The United States and Americans more generally can act to harden themselves against attack by the Chinese state, but the only thing that will prevent that attack is a collapse of the Chinese economy. 

The Chinese economy is certainly headed towards collapse. Unfortunately, as collapse looms, and the Chinese Communist Party is more threatened by domestic revolt, it is very likely to use war both to excuse still greater domestic repression and to redirect popular anger. So what comes will be qualitatively determined by just how rapidly the Chinese economy implodes. 

Also unfortunately, the interval in which China might have transitioned to a liberal order guided by a living memory of pre-​Communist China has passed, and the Chinese people have only experience of a social order of oppression and grift. A removal of the Chinese Communist Party will not usher-​in a golden age for China.

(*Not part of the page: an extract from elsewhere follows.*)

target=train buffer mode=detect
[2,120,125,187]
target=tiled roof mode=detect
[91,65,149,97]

“Now, it is hardly a surprise that the CCP has intruded into our electrical grids and water systems, while buying up farmland”

The link to that claim doesn’t even mention the Chinese Communist Party, simply “Chinese entities.”

There’s a simple solution to the “problem” of Chinese purchases of farmland: If you own farmland and don’t want it to be Chinese-​owned, don’t sell it to “Chinese entities.”

Thanks to the internet, people around the world can access systems anywhere in the US. Those responsible for securing physical infrastructure are on the internet and are vulnerable to cyber thieves. A hacker can gain access to a user id and password and thus acquire access to critical infrastructure and cause great damage if systems are interconnected. It can happen anywhere in the US if systems aren’t secured. It can happen in big cities as well as rural areas. Disruption of civil society can be done from afar. Cyber warfare is here to stay.